Hüseyin Kerim Ece

 

Kur'an'da süsleme tezyin fiili 4 04.01.2019


İki âyette iman etmeyenlerin amellerinin kendilerine süslü gösterildiği söyleniyor.

Bunu nasıl anlamalıyız?

Yani aslında insanlar yanlış yaptıklarının farkına varacaklar, ama Allah onların basiretini bağlar, amellerini kötü ve yanlış da olsa onlara süslü gösterir, bu yüzden onlar hata yapmaya devam ederler;

ya da Allah (cc) kötülük yapanların, günah işleyenlerin gönlünü öyle şeyler ilham ederki, onlar da bu yüzden yaptıkları her haltı, yanlışı, hatayı süslü, doğru, engüzel, isabetli diye zannederler şeklinde mi anlamalıyız?

Elbette böyle değil.

Allah (cc) elbette kullarının kötülüğünü, sapıklığını değil; hayrını, iyiliğini ve hidâyetini ister.

Süsleme (tezyîn); bu işin yasasını koyan, ölçüsünü belirleyen, yapılmasına izin ve kabiliyet veren Allah’a nisbet ediliyor.

Kişinin dalâlete saplanıp, fıtratının bozulması durumunda yaptığı kötü işler kendine hoş gelir. İşte bu durumlarda kişinin amellerinin kendisine süslü gösterilmesi Allah'a izafe edilir.

Kişinin şeytan tarafından kötü yola sürüklenmesi ve şeytanın ona bu yolu güzel göstermesi durumunda ise, tabiatı icabı burada şeytan zikredilir. (Mevdûdî, E. Tefhîmu’l-Kur’an (çev.), 4/90)


Onlardan birincisi şudur:

Allah’tan başkasına tapanlara sövmeyin.

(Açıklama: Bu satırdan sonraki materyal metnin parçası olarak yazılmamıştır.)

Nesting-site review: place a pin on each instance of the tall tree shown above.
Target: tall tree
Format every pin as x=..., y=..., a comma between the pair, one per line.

Sonra onlar da bilmeden, taşkınlık yaparak Allah’a söverler. Böylece Biz her ümmete kendi yaptıklarını tezyîn etmişiz (cazip göstermişiz). Sonuçta dönüşleri Rabbinedir. Artık O onların ne yaptıklarını kendilerine bildirecektir.” (En’am 6/108)

Siz ve Allah’ı bırakıp da kulluk yaptığınız şeyler (putlar) cehennem odunusunuz.” (Enbiyâ 21/98) âyeti inince inkârcılar; “ya sen bizin tanrımlarımıza dil uzatmaktan geri durursunuz, ya da biz senin tanrına hakaret ederiz” dediler. Bir rivâyete göre de o zamanki müslümanlar onların tanrılarına dil uzatıp hakaret ediyorlardı. Onların bu hakaretleri Allah’a yönelik olacağından böyle yapmak müslümanlara yasaklandı. (Zemahşerî, M. b. Ömer. el-Keşşaf, . el-Hâzin, M. b. İbrahim. Tefsir, 2/145)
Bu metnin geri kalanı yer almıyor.